Another possible response to the problems that arise from biases in big data sets is what some have taken to calling “small data.” Small data refers to data sets that are simple enough to be analyzed and interpreted directly by humans, without recourse to supercomputers or Hadoop jobs. Like “slow food,” the term arose as a conscious reaction to the prevalence of its opposite.

Danish author and marketing consultant Martin Lindstrom made the case for it in his 2016 book Small Data: The Tiny Clues That Uncover Big Trends. For example, the Danish toymaker Lego had moved toward larger blocks, along with theme parks and video games in the late 1990s and early 2000s, based on reams of research suggesting that millennials required instant gratification and were more attracted to easier projects than intricate ones. It didn’t work. That data-driven paradigm was finally upended by a much smaller-scale, ethnographic study that its marketers conducted in 2004, interviewing individual children about their most prized possessions. They found that kids developed the most attachment and loyalty to products that allowed them to demonstrate hard-earned mastery—like a pair of old sneakers worn down by hundreds of hours of skateboarding. Lego, in Lindstrom’s telling (he consulted for the company and is an enthusiast himself), refocused on its original, small blocks, and that helped to spur its revival.

Amazon is, in many ways, a leading example of the power of big data. Its data on hundreds of millions of customers’ buying and browsing habits have helped to make it perhaps the most successful retailer the world has ever seen. Yet as author Brad Stone recounts in his book The Everything Store, CEO Jeff Bezos has an interesting (and, for his employees, intimidating) way of counterbalancing all that impersonal analysis. On a somewhat regular basis, he takes an emailed complaint from an individual customer, forwards it to his executive team, and demands that they not only fix it but thoroughly investigate how it happened and prepare a report on what went wrong.

This suggests that Bezos understands not only big data’s power to make systems more efficient, but its potential to obscure the causes and mechanisms of specific problems that aren’t being effectively measured in the aggregate. A safeguard, when making decisions based on things you know how to measure, is to make sure there are also mechanisms by which you can be made aware of the things you don’t know how to measure. “The question is always, what data don’t you collect?” O’Neil said in a phone interview. “What’s the data you don’t see?”
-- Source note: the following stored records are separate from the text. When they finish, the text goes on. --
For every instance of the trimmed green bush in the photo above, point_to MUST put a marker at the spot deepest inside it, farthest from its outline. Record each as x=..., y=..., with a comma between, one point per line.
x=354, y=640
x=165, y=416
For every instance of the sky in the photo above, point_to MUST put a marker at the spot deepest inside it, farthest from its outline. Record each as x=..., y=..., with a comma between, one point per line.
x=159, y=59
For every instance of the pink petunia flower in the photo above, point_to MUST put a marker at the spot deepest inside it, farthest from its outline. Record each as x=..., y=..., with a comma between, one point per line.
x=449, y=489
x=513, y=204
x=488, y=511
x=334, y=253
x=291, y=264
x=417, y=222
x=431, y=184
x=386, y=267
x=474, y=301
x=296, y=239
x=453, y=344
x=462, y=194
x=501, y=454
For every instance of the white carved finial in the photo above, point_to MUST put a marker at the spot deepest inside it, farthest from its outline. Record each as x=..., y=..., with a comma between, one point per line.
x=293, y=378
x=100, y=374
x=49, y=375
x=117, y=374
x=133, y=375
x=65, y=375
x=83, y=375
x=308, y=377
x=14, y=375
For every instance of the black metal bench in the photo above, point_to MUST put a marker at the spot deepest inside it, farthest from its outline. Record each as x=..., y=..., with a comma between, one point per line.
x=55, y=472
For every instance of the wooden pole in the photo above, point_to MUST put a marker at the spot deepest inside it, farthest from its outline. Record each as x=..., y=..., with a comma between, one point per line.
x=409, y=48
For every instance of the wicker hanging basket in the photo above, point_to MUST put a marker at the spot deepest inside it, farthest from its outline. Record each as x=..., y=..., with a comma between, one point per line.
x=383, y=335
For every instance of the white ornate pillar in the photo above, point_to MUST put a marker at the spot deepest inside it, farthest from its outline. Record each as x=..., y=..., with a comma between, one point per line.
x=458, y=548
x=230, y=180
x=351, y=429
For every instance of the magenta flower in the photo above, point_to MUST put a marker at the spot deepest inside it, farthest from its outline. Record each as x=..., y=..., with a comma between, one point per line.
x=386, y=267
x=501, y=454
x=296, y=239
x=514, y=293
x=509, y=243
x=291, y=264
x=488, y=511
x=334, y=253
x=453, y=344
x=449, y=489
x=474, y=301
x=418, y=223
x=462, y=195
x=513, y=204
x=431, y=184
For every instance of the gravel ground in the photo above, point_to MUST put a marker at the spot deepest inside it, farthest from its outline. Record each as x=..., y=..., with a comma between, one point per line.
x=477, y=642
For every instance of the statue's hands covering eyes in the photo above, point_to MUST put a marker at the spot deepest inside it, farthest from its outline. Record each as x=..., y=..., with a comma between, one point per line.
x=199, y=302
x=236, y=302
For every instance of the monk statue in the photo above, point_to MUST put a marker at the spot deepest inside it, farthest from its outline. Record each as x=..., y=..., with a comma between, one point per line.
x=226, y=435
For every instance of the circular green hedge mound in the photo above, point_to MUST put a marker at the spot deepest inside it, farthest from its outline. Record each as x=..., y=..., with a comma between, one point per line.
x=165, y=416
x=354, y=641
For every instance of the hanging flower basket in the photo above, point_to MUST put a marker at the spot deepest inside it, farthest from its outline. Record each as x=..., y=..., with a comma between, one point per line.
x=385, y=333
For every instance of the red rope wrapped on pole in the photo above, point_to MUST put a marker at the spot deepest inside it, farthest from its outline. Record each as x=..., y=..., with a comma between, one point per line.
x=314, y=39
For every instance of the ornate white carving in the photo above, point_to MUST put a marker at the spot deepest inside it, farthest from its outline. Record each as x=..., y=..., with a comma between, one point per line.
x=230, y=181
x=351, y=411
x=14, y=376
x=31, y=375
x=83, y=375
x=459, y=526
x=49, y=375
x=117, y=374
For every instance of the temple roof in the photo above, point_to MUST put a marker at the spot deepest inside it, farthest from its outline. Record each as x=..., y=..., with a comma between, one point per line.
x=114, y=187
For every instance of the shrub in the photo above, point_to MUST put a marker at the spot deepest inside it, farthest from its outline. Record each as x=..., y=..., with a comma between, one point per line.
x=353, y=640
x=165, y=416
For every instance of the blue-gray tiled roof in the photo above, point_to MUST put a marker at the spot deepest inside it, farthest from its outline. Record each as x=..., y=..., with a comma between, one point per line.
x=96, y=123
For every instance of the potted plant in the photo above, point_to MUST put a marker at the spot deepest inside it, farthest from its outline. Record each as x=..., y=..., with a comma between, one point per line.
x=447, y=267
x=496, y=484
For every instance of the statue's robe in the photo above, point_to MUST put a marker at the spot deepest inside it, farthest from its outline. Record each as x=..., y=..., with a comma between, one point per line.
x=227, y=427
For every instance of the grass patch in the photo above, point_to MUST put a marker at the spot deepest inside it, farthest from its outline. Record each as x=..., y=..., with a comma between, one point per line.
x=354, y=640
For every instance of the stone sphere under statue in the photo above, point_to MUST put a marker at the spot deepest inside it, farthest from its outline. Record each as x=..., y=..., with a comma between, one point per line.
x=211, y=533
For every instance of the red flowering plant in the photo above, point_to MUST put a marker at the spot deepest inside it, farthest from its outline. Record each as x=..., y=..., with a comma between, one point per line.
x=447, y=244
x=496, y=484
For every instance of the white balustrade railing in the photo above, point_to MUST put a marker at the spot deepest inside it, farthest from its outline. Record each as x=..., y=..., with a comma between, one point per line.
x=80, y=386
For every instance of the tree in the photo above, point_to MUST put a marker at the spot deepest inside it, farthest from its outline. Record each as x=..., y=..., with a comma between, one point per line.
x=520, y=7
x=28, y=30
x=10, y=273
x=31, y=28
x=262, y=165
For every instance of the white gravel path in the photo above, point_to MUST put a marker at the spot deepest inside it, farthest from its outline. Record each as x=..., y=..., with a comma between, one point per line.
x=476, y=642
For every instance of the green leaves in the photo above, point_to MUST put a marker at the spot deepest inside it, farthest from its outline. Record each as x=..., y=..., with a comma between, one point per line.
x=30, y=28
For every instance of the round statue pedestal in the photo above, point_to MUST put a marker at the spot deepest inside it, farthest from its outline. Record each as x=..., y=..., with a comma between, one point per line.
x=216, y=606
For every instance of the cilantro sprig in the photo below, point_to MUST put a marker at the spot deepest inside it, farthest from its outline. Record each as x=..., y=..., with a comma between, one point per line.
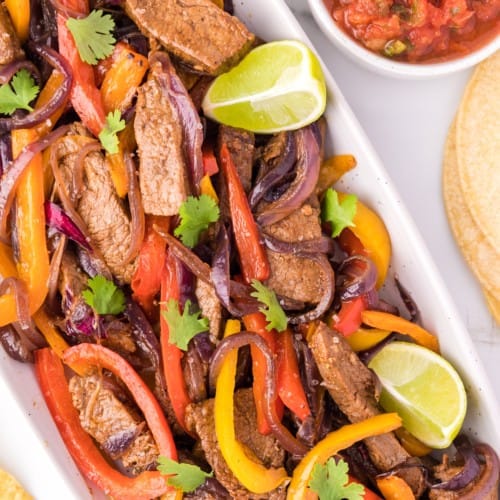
x=183, y=327
x=339, y=213
x=103, y=296
x=196, y=215
x=113, y=125
x=272, y=310
x=331, y=482
x=18, y=93
x=184, y=476
x=93, y=36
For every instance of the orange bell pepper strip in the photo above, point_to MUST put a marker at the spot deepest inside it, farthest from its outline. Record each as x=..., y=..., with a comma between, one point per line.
x=50, y=373
x=393, y=323
x=172, y=355
x=247, y=469
x=289, y=384
x=146, y=281
x=394, y=488
x=334, y=442
x=348, y=319
x=253, y=256
x=257, y=323
x=85, y=96
x=123, y=77
x=370, y=229
x=20, y=13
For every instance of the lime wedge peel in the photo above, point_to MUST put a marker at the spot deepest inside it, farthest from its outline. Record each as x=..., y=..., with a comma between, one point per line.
x=424, y=389
x=277, y=86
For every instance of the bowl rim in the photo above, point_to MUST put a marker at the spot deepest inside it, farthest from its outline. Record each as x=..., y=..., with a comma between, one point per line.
x=386, y=66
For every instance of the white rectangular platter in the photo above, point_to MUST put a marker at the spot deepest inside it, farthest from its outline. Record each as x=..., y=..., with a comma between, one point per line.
x=39, y=458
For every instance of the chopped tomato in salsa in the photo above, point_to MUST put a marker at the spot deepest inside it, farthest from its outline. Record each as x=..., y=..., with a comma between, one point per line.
x=418, y=30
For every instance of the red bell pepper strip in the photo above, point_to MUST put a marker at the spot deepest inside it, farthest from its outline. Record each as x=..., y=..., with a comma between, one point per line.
x=253, y=257
x=256, y=322
x=288, y=380
x=85, y=96
x=172, y=355
x=146, y=281
x=348, y=319
x=54, y=386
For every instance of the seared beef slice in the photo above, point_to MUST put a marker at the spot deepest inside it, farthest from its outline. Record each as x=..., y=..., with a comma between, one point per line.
x=10, y=47
x=162, y=171
x=351, y=385
x=196, y=31
x=200, y=419
x=120, y=433
x=99, y=206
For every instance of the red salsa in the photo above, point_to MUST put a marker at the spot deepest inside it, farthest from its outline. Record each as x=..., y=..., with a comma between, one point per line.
x=418, y=30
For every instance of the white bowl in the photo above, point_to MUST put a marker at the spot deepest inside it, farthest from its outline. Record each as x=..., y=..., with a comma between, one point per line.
x=386, y=66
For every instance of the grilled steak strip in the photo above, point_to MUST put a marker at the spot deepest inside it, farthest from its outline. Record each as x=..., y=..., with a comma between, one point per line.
x=198, y=32
x=352, y=386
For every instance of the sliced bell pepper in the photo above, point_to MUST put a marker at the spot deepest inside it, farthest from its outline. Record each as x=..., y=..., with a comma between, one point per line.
x=348, y=319
x=393, y=323
x=253, y=256
x=395, y=488
x=334, y=442
x=50, y=373
x=146, y=281
x=20, y=13
x=371, y=231
x=256, y=322
x=289, y=384
x=172, y=355
x=85, y=96
x=249, y=472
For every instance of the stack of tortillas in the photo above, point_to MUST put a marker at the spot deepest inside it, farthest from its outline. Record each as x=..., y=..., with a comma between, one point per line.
x=471, y=178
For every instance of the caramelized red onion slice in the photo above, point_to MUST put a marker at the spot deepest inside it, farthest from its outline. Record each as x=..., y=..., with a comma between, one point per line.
x=138, y=219
x=57, y=218
x=357, y=275
x=60, y=95
x=10, y=178
x=328, y=293
x=277, y=174
x=281, y=433
x=324, y=244
x=307, y=168
x=187, y=113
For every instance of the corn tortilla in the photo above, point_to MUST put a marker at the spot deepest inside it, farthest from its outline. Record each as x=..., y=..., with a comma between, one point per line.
x=10, y=489
x=478, y=147
x=482, y=257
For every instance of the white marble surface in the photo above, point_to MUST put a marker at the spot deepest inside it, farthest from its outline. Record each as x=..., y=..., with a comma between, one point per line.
x=407, y=122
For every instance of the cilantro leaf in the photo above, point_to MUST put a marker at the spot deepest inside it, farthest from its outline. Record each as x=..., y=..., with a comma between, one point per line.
x=104, y=296
x=18, y=93
x=183, y=327
x=108, y=137
x=92, y=35
x=273, y=312
x=186, y=477
x=340, y=214
x=196, y=215
x=331, y=482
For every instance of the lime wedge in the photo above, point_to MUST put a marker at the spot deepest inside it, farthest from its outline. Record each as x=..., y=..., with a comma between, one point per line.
x=424, y=389
x=277, y=86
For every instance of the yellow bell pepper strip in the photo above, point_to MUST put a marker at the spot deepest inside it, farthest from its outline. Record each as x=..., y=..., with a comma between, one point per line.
x=250, y=473
x=7, y=264
x=394, y=488
x=373, y=235
x=393, y=323
x=332, y=169
x=366, y=338
x=334, y=442
x=19, y=11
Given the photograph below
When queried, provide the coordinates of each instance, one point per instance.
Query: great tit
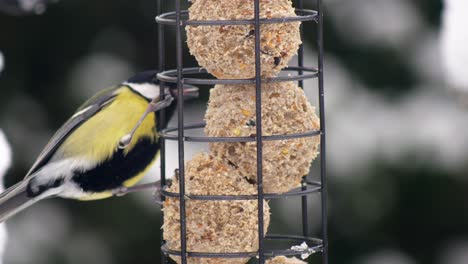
(108, 144)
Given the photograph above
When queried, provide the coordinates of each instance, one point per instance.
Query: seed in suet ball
(285, 110)
(228, 51)
(214, 226)
(285, 260)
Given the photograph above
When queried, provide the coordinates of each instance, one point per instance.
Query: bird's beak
(189, 92)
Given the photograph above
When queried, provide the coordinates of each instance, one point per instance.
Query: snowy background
(396, 84)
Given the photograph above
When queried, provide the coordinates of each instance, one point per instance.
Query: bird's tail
(15, 199)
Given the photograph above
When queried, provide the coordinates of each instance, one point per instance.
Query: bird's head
(147, 85)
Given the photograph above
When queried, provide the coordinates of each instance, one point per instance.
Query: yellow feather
(97, 138)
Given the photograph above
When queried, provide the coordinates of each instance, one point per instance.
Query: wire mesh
(180, 75)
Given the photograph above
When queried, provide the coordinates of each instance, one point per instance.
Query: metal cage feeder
(179, 19)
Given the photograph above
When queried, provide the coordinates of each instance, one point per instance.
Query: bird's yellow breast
(98, 137)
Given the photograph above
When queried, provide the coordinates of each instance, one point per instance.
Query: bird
(106, 145)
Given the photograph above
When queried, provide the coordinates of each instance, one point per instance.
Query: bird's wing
(83, 113)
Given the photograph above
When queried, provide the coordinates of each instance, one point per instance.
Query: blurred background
(396, 122)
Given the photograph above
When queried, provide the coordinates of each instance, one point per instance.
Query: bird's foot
(121, 191)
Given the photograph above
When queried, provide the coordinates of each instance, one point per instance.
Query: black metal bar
(170, 76)
(166, 134)
(258, 113)
(162, 116)
(323, 153)
(169, 19)
(315, 187)
(300, 64)
(314, 245)
(179, 18)
(180, 108)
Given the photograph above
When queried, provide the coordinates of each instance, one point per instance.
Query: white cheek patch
(148, 90)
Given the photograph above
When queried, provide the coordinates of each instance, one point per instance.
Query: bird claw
(120, 191)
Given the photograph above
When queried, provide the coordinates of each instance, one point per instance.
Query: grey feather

There is some hope, then, that in moving away from “big data” as a buzzword, we’re moving gradually toward a more nuanced understanding of data’s power and pitfalls. In retrospect, it makes sense that the sudden proliferation of data-collecting sensors and data-crunching supercomputers would trigger a sort of gold rush, and that fear of missing out would in many cases trump caution and prudence. It was inevitable that thoughtful people would start to call our collective attention to these cases, and that there would be a backlash, and perhaps ultimately a sort of Hegelian synthesis.

Yet the threats posed by the misuse of big data haven’t gone away just because we no longer speak that particular term in reverent tones. Glance at the very peak of Gartner’s 2017 hype cycle and you’ll find the terms machine learning and deep learning, alongside related terms such as autonomous vehicles and virtual assistants that represent real-world applications of these computing techniques. These are new layers of scaffolding built on the same foundation as big data, and they all rely on it. They’re already leading to real breakthroughs—but we can rest assured that they’re also leading to huge mistakes.